Lorsque le carnage eut cessé, — Le prince Hermann se frotta les mains, — Et, pour consacrer sa victoire, — Il invita les Chérusques — A un grand déjeuner. — Ah! il y eut du jambon de Westphalie, — De la bière tant qu’ils en voulaient boire. — Même en buvant, Hermann fut héroïque; — Et sa femme Thusnelda aussi — Se soûla comme un palefrenier[1]. — A Rome, on n’était pas gai, — On achetait des habits de deuil. — Auguste était en train de dîner — Dans le salon impérial, — Quand vint le funèbre message. — Il fut saisi d’effroi; — Une bouchée de paon faillit l’étrangler, — Et, rouge de colère, il se mit à crier : — Varus, malédiction sur toi! — Redde legiones. — Son esclave teuton, nommé Schmidt, — Pensait à part lui : « Qu’il y compte — Qu’on les lui rende jamais, — Car ceux qui sont étendus morts — Ne reviennent pas à la vie. » — Et, en l’honneur de cette histoire, — On veut élever un monument. — Déjà le piédestal est dressé, — Mais qui paiera la statue? — C’est le secret de Dieu dans le ciel...

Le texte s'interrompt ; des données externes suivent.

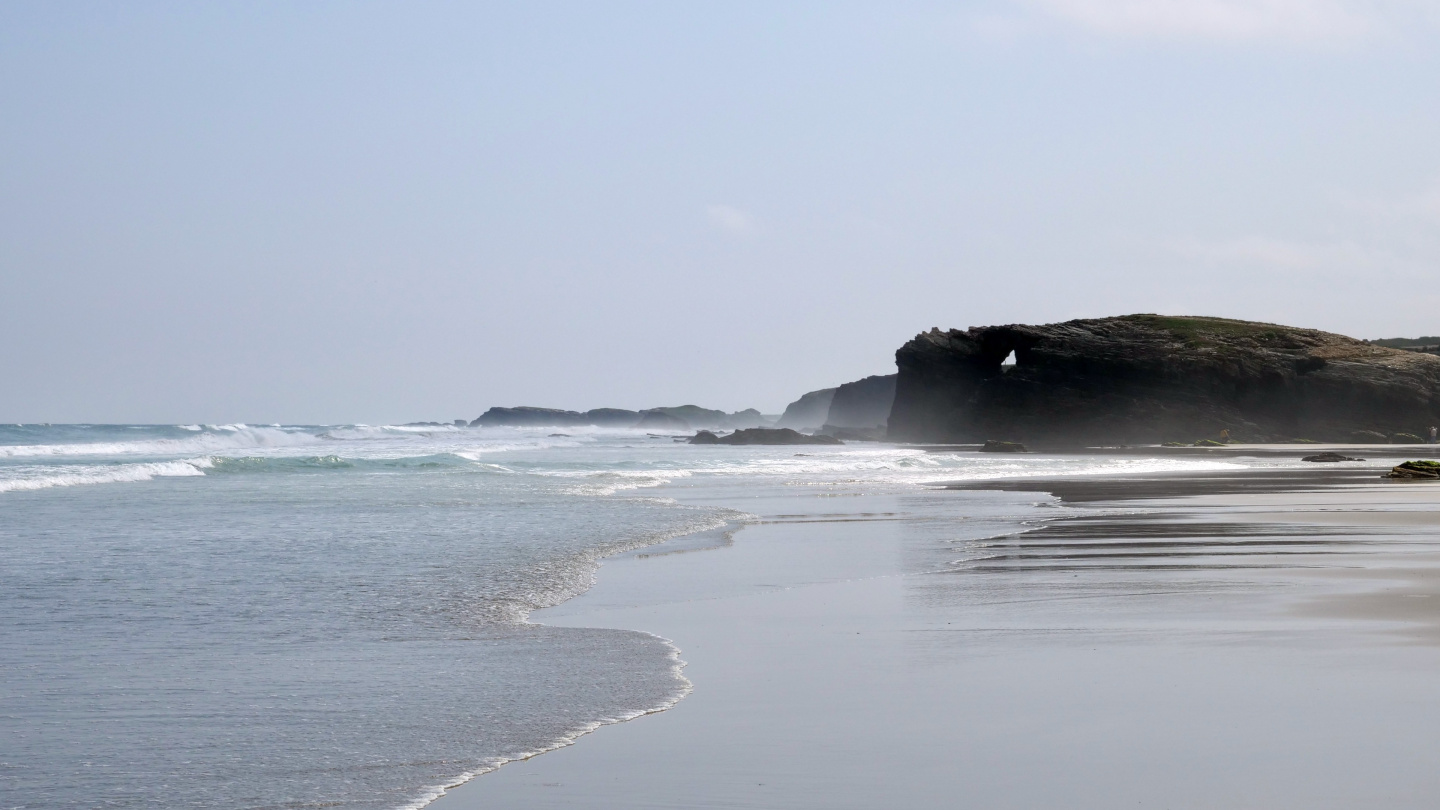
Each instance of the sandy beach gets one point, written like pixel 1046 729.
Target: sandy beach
pixel 1256 639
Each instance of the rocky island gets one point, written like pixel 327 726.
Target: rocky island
pixel 1145 378
pixel 762 435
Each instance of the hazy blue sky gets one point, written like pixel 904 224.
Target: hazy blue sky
pixel 415 211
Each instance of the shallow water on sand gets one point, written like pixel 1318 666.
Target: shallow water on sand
pixel 236 616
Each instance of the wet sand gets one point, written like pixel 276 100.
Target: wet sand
pixel 1233 640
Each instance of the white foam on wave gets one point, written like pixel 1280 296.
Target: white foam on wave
pixel 32 477
pixel 228 437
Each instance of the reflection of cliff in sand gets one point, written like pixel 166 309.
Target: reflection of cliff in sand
pixel 1151 378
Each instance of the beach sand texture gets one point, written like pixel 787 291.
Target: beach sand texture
pixel 1262 639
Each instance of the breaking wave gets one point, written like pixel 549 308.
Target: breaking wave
pixel 23 479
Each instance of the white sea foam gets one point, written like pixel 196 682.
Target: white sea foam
pixel 225 438
pixel 33 477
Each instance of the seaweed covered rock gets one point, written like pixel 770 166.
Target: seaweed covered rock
pixel 1329 457
pixel 529 417
pixel 1142 379
pixel 1426 470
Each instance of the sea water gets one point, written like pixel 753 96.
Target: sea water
pixel 288 616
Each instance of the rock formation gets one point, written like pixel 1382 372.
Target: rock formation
pixel 683 418
pixel 1149 378
pixel 861 404
pixel 611 417
pixel 807 412
pixel 658 420
pixel 762 435
pixel 529 417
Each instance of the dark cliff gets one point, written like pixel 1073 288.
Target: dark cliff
pixel 808 411
pixel 861 404
pixel 1138 379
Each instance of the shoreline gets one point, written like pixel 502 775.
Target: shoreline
pixel 630 595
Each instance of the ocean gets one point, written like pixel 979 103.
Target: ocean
pixel 337 616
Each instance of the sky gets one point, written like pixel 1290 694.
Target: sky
pixel 385 212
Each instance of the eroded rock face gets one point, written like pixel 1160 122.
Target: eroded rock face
pixel 529 415
pixel 861 404
pixel 810 411
pixel 762 435
pixel 1146 378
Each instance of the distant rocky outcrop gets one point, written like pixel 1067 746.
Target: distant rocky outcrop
pixel 762 435
pixel 612 417
pixel 808 412
pixel 529 417
pixel 1149 378
pixel 748 418
pixel 1429 345
pixel 1329 457
pixel 861 404
pixel 661 421
pixel 681 418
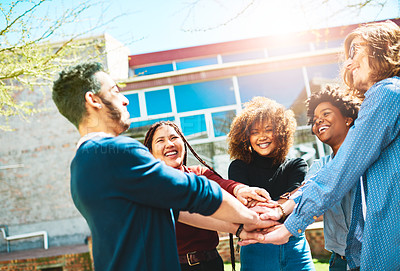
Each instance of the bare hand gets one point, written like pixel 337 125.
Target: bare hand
pixel 246 194
pixel 267 211
pixel 277 235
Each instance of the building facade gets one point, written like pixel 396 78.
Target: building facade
pixel 200 88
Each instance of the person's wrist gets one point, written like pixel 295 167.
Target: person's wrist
pixel 237 188
pixel 282 210
pixel 239 230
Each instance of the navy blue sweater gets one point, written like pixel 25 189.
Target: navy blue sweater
pixel 126 197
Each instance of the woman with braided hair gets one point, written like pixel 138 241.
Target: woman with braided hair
pixel 196 247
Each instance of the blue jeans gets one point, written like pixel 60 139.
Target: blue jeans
pixel 293 256
pixel 336 263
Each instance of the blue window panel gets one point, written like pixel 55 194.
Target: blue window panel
pixel 154 69
pixel 158 102
pixel 279 51
pixel 193 125
pixel 133 106
pixel 243 56
pixel 329 71
pixel 147 123
pixel 204 95
pixel 196 63
pixel 222 122
pixel 283 86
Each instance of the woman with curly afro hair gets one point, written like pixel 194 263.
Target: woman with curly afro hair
pixel 259 141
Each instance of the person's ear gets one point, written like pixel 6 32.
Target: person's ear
pixel 93 100
pixel 349 121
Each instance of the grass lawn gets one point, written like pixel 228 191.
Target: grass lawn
pixel 321 264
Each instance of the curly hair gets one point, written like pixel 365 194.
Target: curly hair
pixel 348 105
pixel 70 88
pixel 148 141
pixel 383 47
pixel 256 111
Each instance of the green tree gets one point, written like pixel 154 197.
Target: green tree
pixel 29 61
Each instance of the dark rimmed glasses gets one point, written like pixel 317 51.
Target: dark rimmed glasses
pixel 353 49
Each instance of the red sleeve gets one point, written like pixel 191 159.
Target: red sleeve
pixel 227 185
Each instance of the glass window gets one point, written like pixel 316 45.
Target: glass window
pixel 329 71
pixel 204 95
pixel 222 122
pixel 194 126
pixel 243 56
pixel 158 102
pixel 196 63
pixel 133 106
pixel 154 69
pixel 280 51
pixel 328 44
pixel 282 86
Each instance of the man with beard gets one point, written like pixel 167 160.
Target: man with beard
pixel 123 192
pixel 371 151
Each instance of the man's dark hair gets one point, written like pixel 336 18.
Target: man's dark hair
pixel 347 104
pixel 70 88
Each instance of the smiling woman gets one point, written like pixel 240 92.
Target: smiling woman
pixel 259 140
pixel 196 247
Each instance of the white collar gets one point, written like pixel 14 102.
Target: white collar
pixel 90 136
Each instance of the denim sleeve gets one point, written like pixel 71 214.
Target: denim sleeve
pixel 315 167
pixel 375 128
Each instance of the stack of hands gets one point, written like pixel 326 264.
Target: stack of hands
pixel 268 227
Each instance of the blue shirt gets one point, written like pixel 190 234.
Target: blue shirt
pixel 336 219
pixel 372 146
pixel 126 197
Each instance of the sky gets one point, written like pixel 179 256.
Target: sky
pixel 155 25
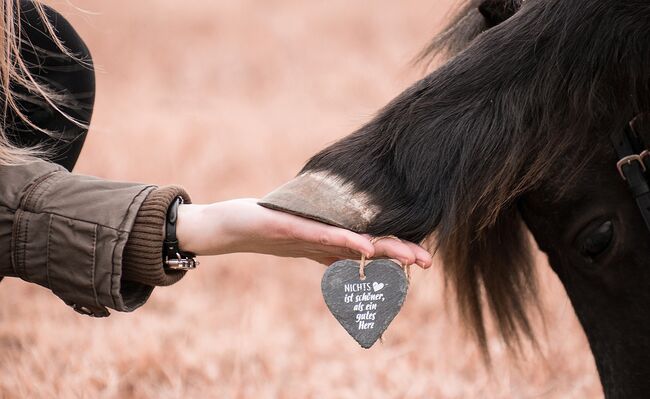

Henri Heine, dans Germania, s’était autrefois demandé ce qu’il serait advenu de l’Allemagne si Varus avait vaincu : « Dans notre patrie régneraient les coutumes de Rome; il y aurait des vestales même à Munich!.. Mais nous sommes restés Allemands, et nous parlons allemand; l’âne s’appelle âne et non asinus... O Hermann! voilà ce que nous te devons; c’est pourquoi, comme bien tu le mérites, on t’élève un monument à Detmoldt; j’ai souscrit moi-même pour cinq

  1. Dans son recueil de Gaudeamus, M. Scheffel a supprimé cette strophe, qui se trouve imprimée dans le Commers-Buch. Aujourd’hui que le farouche Arminius et la blonde Thusnelda sont devenus les divinités tutélaires et providentielles de l’empire d’Allemagne, il ne convient plus, en effet, d’en parler sur ce ton d’irrévérence.